In February 2016, local media reported that a government committee had recommended the execution of 13 offenders, out of 80 investigated cases.

15 people were executed on the morning of 4 March 2017; 10 were convicted of terrorism and the remaining 5 with "heinous" murder and rape of minors. Those convicted of terrorism were part of a bomb attack against the Jordanian embassy in Baghdad in 2003 that left dozens killed, an attack in Amman in 2006 in which a tourist was killed, a foiled terror plot in Irbid in 2016 that planned to bomb several civilian targets, an attack on intelligence officers in 2016 that left 5 dead and the assassination of Jordanian writer Nahed Hattar in 2016.

In 2017 there were a total of 120 people on death row, including 12 women.

On 3 August 2021, a Jordanian man was hanged for burning his Lebanese wife to death.

In 2022, the execution law was amended.

On 21 June 2026, six men were executed by hanging; all were charged with crimes involving the deaths of police or security officers.

==Capital crimes==
Capital punishment is possible amongst others for murder, rape, terrorism, aggravated robbery, drug trafficking, illegal possession and use of weapons, war crimes, treason and espionage.

==Legal process==
In the years shortly before 2008 most verdicts of capital punishment were handed out by the State Security Court. Cases in which capital punishment is sentenced receive an automatic appeal.
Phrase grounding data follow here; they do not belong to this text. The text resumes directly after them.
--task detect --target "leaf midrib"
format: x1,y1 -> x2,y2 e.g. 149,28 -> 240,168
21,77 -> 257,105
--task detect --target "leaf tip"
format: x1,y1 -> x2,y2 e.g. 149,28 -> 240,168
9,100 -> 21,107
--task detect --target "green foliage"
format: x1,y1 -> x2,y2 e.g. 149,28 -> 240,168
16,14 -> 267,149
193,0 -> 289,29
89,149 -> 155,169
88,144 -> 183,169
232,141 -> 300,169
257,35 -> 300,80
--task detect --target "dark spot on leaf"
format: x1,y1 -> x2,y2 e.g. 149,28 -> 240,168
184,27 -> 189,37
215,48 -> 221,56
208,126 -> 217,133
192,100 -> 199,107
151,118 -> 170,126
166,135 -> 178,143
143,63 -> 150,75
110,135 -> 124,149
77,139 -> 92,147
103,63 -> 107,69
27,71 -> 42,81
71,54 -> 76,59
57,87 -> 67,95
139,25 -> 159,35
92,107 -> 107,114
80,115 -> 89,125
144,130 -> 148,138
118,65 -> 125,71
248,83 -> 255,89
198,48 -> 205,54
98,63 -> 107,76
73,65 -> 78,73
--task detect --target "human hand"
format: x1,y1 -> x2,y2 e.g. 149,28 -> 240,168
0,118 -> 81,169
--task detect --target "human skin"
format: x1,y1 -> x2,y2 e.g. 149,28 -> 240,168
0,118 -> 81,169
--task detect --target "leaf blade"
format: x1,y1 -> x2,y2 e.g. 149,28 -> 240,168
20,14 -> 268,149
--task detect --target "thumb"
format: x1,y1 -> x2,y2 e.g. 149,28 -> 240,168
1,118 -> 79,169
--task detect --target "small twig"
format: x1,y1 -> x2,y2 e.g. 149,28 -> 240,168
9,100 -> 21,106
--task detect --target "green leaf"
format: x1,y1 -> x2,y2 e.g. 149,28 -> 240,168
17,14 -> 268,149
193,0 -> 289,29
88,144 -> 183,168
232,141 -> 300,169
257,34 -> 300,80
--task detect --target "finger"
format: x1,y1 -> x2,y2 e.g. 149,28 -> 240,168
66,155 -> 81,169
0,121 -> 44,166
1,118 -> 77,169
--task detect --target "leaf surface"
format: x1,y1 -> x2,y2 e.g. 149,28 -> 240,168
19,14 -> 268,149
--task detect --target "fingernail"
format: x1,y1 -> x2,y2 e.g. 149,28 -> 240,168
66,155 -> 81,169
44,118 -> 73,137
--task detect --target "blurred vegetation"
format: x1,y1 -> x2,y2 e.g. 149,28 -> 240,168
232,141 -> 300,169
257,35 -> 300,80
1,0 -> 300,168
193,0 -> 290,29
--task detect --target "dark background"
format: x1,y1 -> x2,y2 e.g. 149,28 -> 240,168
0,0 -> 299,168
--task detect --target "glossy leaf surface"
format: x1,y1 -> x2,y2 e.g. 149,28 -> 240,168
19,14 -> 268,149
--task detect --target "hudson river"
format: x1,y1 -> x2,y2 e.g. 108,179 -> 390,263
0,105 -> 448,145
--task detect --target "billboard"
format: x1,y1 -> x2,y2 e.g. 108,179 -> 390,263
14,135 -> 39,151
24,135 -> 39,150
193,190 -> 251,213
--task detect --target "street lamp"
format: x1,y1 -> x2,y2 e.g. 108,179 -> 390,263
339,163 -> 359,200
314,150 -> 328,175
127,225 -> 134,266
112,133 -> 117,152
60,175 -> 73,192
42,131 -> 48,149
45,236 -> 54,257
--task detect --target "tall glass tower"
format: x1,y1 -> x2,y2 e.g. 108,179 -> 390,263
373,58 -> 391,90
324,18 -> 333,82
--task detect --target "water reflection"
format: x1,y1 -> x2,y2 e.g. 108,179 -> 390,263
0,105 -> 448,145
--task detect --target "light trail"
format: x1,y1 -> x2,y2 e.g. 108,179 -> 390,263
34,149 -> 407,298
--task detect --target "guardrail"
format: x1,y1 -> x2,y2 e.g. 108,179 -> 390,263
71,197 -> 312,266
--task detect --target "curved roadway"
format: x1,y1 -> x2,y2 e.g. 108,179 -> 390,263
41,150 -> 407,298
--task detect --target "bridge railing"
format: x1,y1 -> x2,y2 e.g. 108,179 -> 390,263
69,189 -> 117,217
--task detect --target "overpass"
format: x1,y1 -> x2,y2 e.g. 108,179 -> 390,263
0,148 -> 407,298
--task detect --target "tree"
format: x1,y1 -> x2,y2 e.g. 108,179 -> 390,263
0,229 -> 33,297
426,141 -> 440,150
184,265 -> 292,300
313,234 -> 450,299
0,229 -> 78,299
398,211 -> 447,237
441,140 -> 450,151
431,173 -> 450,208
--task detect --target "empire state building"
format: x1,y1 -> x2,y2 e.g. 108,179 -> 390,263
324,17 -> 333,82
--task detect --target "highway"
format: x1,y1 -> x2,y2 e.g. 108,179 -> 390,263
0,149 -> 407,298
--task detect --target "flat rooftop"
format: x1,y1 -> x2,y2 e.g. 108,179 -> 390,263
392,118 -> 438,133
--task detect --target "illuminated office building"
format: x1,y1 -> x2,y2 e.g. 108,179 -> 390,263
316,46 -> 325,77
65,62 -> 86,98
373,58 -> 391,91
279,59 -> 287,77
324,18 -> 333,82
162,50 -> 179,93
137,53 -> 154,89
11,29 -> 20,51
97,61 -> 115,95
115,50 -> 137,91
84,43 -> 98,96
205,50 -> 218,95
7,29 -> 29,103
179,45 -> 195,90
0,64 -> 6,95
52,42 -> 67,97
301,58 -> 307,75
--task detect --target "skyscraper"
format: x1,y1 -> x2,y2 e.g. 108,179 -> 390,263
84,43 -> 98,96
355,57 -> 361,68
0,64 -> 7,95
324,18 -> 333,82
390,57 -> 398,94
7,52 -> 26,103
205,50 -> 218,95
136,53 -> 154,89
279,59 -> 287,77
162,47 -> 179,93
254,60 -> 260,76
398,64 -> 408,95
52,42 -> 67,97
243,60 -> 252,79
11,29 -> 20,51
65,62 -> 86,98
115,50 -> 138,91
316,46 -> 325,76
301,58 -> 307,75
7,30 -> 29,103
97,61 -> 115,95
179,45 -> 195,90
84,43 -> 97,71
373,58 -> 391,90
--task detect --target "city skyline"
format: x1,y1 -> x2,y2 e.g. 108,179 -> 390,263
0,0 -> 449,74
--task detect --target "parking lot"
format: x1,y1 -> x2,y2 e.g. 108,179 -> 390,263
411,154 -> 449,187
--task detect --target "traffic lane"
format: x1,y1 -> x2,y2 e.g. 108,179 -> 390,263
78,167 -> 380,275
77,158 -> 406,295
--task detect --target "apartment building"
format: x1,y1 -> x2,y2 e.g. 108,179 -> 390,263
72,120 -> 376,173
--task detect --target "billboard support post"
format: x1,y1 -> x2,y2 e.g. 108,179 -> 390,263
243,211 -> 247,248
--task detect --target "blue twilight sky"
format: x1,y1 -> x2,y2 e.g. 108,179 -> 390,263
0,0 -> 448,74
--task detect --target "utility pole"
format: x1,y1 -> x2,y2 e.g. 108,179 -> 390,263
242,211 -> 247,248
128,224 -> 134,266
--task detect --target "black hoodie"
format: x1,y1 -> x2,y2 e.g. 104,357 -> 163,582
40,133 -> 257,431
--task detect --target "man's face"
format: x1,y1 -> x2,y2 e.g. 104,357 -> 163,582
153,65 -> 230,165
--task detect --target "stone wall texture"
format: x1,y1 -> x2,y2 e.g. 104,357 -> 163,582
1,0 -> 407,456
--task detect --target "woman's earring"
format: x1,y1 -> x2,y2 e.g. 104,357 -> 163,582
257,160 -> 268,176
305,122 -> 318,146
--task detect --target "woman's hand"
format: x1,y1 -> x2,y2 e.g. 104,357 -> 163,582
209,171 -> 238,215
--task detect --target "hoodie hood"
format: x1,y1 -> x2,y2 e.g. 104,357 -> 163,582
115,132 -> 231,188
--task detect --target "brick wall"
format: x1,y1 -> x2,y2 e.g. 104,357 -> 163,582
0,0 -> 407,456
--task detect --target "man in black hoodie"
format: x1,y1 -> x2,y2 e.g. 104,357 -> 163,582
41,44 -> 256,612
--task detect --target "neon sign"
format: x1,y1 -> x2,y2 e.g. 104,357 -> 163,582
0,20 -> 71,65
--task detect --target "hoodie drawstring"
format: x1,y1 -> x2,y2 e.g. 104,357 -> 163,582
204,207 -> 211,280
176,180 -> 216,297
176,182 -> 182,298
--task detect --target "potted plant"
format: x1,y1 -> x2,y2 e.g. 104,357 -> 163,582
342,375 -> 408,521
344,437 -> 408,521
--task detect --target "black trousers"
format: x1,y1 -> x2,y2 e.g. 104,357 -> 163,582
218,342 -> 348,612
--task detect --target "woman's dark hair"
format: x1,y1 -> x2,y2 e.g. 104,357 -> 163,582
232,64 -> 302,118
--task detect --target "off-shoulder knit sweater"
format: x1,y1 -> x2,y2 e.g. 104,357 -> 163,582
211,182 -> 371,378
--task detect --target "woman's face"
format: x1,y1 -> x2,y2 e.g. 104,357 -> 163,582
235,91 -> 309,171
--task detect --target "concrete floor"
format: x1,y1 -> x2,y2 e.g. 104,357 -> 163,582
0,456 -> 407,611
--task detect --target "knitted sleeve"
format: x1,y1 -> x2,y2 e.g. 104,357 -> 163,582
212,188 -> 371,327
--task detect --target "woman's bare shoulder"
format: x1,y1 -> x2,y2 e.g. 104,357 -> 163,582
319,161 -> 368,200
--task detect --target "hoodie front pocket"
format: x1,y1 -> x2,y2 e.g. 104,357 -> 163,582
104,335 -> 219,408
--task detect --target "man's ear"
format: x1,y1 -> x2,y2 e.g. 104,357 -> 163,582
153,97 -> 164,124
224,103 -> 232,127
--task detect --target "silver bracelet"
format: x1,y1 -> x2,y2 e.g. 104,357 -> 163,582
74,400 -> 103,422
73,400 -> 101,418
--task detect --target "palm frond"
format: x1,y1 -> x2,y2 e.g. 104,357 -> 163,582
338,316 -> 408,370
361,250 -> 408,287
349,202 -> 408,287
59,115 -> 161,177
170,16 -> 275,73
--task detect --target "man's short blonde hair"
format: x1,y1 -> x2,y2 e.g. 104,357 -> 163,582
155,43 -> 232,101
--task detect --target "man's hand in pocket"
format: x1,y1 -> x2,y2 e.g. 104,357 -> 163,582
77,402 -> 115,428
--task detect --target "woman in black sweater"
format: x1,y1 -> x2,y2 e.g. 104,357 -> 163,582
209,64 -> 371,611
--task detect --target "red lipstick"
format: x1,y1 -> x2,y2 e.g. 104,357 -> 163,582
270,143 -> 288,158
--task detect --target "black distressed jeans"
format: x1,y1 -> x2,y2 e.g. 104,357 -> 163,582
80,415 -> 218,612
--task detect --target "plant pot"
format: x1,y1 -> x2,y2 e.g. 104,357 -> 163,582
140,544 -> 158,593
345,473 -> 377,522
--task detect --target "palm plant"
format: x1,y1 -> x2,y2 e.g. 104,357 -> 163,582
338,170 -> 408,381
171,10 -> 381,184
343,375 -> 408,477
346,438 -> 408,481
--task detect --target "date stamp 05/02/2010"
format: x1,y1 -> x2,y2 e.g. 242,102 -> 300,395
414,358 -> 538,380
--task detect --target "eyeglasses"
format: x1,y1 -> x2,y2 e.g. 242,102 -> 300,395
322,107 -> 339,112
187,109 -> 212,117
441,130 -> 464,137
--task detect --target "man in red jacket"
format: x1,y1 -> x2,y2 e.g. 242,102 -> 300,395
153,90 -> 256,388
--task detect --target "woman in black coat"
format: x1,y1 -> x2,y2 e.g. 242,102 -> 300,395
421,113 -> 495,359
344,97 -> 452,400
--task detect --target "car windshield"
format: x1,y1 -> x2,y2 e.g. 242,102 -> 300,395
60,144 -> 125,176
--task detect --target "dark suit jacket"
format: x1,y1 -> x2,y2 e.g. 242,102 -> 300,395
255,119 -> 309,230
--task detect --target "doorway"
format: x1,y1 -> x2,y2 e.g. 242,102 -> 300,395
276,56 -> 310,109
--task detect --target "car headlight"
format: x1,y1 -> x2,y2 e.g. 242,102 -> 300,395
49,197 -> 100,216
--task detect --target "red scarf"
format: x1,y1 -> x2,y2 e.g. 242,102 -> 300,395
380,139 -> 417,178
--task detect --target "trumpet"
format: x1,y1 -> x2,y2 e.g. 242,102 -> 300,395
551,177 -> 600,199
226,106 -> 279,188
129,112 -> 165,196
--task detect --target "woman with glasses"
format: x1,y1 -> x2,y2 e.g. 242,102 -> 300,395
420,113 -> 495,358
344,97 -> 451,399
Article 93 of the Constitution of Jordan holds that "no death sentence may be carried out unless ratified by the King. Every such sentence shall be submitted to him by the Council of Ministers along with the council’s view on it." Several categories of persons are excluded from being subjected to capital punishment. These are those under the age of 18, pregnant women, the mentally ill and intellectually disabled.